For five minority judges who hold leadership positions in the judiciary, one of the great benefits is being a role model. And one of the worst is ... being a role model.
That was the takeaway from a Golden Gate University law school panel Tuesday featuring California Chief Justice Tani Cantil-Sakauye, San Francisco Chief U.S. District Judge James Ware, and three other state Supreme Court justices from around the country.
For Ware, who became chief judge eight months ago, he's had the opportunity to introduce his law clerks to civil rights hero Melba Patillo Beals, something the Birmingham, Ala.-born judge took deep pride in. "On the other hand," he said, the chief judge role is "quite burdensome." For one thing, "as chief judge, I'm being a little more careful about the decisions I make. In the back of my mind, now I'm Chief Judge James Ware making the decision." Ware joked that with the responsibilities of chief he sleeps like a baby -- "I sleep for an hour and then I wake up and cry."

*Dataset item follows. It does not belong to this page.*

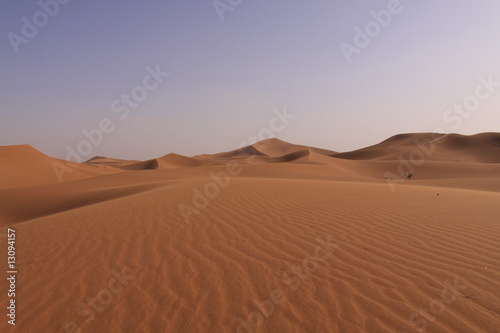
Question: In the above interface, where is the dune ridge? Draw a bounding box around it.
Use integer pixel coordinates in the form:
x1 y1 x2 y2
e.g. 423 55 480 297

The first African-American Supreme Court justice in Nevada, Douglas figures he had fewer personal connections in the business community to call on when it came to reelection or asking legislators for more court funding. That hurdle can be overcome, he said, but "it's a road you have to not think about as you go down it." Failing isn't an option, he added, because "if I don't do my job, there may not be another one like me on the court."
Massachusetts Supreme Court Justice Fernande Duffly, who was born in Indonesia, said it's important that there be more than just one woman or minority on a large bench. When first appointed to the Massachusetts Appeal Court she was the only woman there -- she felt more comfortable after a couple more joined her. "Three is an important number," she said, because it feels like there's less risk of backsliding then. "We all need to work toward critical mass."
For her part, Cantil-Sakauye emphasized that the unification of California's trial courts and other branch reforms -- reforms that have come under attack recently -- have indirectly promoted diversity. Creating a statewide framework for solving judicial problems have given people like her a seat at the table, she said. "Without the branch infrastructure as it exists today, as it was created 15 years ago, I would not have had the opportunity to be standing before you," she said.
About 300 people took in Golden Gate's third annual Ronald M. George lecture. Also on the panel was Chief Judge Eric Washington of the District of Columbia Court of Appeals. Second District Court of Appeal Justice Joan Dempsey Klein of Los Angeles moderated the discussion.